What about the future of cash in our increasingly dematerialized society?
Since the introduction of contactless payment (2012), cash seems to be an increasingly declining means of payment. Indeed, both immediate, practical and reliable, contactless shines. The health crisis accentuates this practice, raising the ceiling from 30 euros to 50 euros since May. Having become a real barrier, contactless is anchored in our payment habits. According to the Banque de France, contactless would have seen an increase of nearly 60% in France between the months of July 2019 and 2020.
In addition, digitization is a real threat hanging over the liquid.

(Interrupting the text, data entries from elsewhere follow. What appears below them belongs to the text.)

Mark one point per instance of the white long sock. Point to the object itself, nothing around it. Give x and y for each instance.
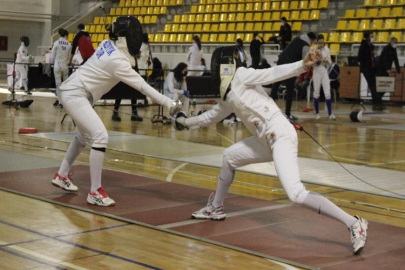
(323, 206)
(96, 168)
(74, 150)
(224, 183)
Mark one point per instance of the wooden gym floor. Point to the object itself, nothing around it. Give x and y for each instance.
(39, 235)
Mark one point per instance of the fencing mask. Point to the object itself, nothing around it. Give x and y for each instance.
(26, 40)
(130, 28)
(224, 62)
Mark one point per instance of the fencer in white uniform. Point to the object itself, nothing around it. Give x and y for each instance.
(274, 139)
(175, 86)
(61, 55)
(320, 78)
(22, 57)
(112, 62)
(194, 57)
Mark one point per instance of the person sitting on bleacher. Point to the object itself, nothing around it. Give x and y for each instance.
(175, 86)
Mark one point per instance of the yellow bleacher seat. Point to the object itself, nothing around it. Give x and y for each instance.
(334, 49)
(275, 16)
(276, 26)
(295, 15)
(364, 25)
(158, 38)
(334, 37)
(231, 27)
(401, 24)
(313, 4)
(188, 38)
(361, 13)
(215, 17)
(258, 27)
(240, 27)
(372, 13)
(248, 38)
(389, 24)
(205, 38)
(257, 16)
(240, 17)
(230, 38)
(385, 12)
(266, 16)
(193, 9)
(304, 5)
(357, 37)
(314, 15)
(216, 8)
(304, 15)
(350, 13)
(180, 38)
(198, 27)
(206, 27)
(190, 27)
(248, 7)
(294, 5)
(257, 6)
(172, 38)
(397, 12)
(222, 27)
(221, 38)
(165, 38)
(323, 4)
(213, 38)
(214, 28)
(353, 25)
(266, 6)
(285, 14)
(249, 17)
(397, 35)
(382, 37)
(275, 5)
(267, 27)
(284, 5)
(297, 26)
(376, 25)
(344, 37)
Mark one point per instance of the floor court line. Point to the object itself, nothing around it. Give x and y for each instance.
(82, 247)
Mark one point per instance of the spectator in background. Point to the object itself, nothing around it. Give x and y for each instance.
(175, 85)
(145, 59)
(83, 41)
(194, 57)
(284, 35)
(334, 74)
(243, 56)
(255, 51)
(387, 58)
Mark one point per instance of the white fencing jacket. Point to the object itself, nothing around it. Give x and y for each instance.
(105, 68)
(22, 56)
(247, 99)
(61, 51)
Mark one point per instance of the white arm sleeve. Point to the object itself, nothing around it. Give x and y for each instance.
(211, 117)
(253, 77)
(123, 72)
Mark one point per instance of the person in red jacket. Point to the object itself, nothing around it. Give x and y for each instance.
(83, 41)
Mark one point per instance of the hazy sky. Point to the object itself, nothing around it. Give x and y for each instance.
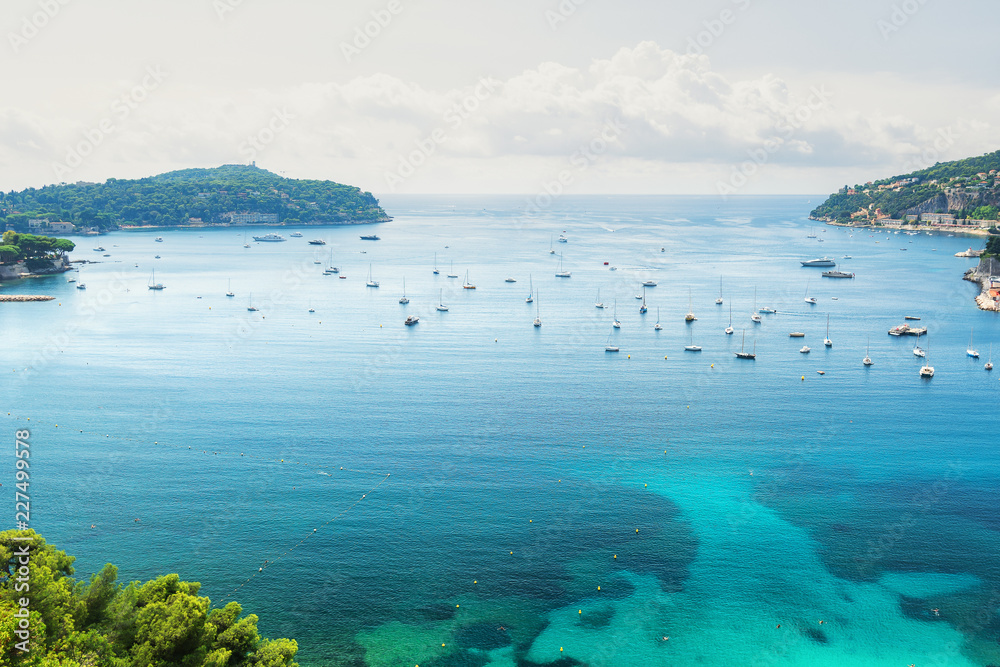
(635, 96)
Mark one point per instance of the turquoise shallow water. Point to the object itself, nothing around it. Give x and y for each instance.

The rise of cryptocurrencies or the desire of central banks to develop digital currency, mean that digital is taking over.
However, the situation might seem paradoxical. If cash is no longer used as a means of payment per se, it becomes a means of savings. Indeed, fiat money is used less and circulates less in the economy, but the demand for banknotes is on the rise. The French seem to resort more and more to the use of real money to save; this method was already used during the previous crisis of 2008.
What are the advantages of eliminating cash?
It appears that eliminating cash would make it possible to fight against tax evasion by the simple fact of traceability. The institutions could thus have exclusive and exhaustive control of exchanges.
In addition, the elimination of cash could also help to fight against Mafia and terrorist networks. A removal of cash therefore has an advantage of control against trafficking in « dirty » money. The concept of traceability is therefore the main reason for the elimination of cash.
What are the risks?
Certain aspects nevertheless question this transition to digital. Indeed, if contactless payment is easy to use, for the merchant for example, this implies having the appropriate equipment, compatible with contactless. The network can be a drag in remote places. Thus, removing the liquid would have the consequence of marginalizing certain populations.
In addition, the elderly who do not have a bank account or people without a fixed address are bothered by this new measure.
Finally, as we have in a crisis, liquid money no longer becomes a currency of exchange but rather a currency of savings, of hoarding. Cash is a reassuring asset in times of economic or health crisis.
To conclude, with a more global vision, economists predict that cash will disappear by 2030. For example, Sweden, already very advanced in this transition, could wish to no longer use cash by 2030. Exchanges via cash does not represent more than 15% of the exchanges. It could be a generational problem: young people want even more dematerialized money, for a certain comfort of life.